Various radiation detectors are known in the art, in particular U.S. Pat. No. 3,952,196, issued Apr. 20, 1976, and owned by the assignee of the present invention, discloses a device for determining whether the optical surfaces through which radiation must travel from a potential source of radiation to a radiation detector are free from radiation absorbing material or radiation-blocking material. The device disclosed therein includes an enclosure for commonly housing both the auxiliary light source and the radiation-detector tube, while internally isolating the same from each other, thereby preventing radiation transmission within the housing from the light source to the detector. The patent also discloses a radiation path from the light source outwardly from the housing to a reflective surface or surfaces external of the housing, which surfaces reflect at least some of the radiation back to the detector through the same optical surfaces that other external radiation passes. The patent contemplates external reflective surfaces which either form a part of the outside housing structure, or are remotely located therefrom.
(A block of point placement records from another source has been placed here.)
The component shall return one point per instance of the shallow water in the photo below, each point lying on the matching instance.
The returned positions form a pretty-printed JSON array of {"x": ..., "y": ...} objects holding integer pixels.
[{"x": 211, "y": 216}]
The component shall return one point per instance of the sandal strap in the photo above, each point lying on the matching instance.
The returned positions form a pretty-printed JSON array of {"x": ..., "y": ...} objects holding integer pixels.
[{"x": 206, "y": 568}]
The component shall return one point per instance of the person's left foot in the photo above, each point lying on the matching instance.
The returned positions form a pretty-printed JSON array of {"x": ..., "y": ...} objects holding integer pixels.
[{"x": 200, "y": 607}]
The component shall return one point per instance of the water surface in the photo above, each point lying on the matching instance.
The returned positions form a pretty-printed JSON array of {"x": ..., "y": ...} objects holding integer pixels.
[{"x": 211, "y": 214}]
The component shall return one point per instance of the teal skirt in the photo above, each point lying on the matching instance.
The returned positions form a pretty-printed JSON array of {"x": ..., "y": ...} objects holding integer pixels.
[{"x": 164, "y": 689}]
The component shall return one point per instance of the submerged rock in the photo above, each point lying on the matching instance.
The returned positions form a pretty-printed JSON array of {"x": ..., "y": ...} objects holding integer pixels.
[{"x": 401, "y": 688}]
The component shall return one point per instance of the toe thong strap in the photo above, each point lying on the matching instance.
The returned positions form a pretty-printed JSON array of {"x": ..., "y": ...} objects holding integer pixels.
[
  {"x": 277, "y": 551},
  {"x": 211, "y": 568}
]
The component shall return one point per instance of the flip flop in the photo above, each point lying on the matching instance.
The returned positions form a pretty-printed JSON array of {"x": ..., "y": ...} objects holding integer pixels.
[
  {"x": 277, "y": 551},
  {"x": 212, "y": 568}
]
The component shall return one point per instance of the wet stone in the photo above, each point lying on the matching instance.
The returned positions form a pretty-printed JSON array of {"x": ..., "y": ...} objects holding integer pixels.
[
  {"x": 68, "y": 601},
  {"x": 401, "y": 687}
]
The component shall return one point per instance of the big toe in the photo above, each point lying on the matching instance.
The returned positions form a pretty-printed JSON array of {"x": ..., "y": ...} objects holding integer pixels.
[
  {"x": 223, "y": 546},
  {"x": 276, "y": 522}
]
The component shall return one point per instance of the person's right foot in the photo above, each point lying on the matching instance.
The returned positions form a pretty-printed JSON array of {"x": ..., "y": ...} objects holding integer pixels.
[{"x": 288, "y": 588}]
Thus, the prior art device described above, provides a self-checking feature for radiation-detection devices in many applications. However, this device suffers disadvantages which limit its usefulness in particular applications. For example, when the radiation-detection apparatus is placed in a corrosive atmosphere, such as an atmosphere laden with chemically corrosive vapors, the external reflective surfaces tend to suffer therefrom, causing a degradation of their light reflectivity. As a result thereof, the degradation of the reflecting surfaces causes false fault indications and/or indication that the radiation-detection device is inoperative when in fact it continues to function normally in all respects except its self-checking features.
A further radiation-detecting device as seen in U.S. Pat. No. 4,405,234, issued Sept. 20, 1983, and also owned by the assignee of the present invention, discloses a device that eliminates the need for an external reflective surface, and therefore, is operable in corrosive environments. This device takes advantage of the refractive properties of light and employs a beveled glass window element through which light from the auxiliary light source passes and is reflected off the exterior interface surface thereof, to a mirror positioned across the window opposite from the auxiliary light source. The light is then reflected off the mirror toward the radiation detector. However, this device suffers from the disadvantage of the cost involved in the manufacture of the beveled glass window element, which is expensive. Also, the light path requires the precise alignment of the auxiliary light source, window element, mirror and radiation detector.
Accordingly, it would be desirable to provide for a radiation-detection apparatus having a self-contained checking capability, operable in a corrosive or contaminated environment, and to do so at substantially reduced cost.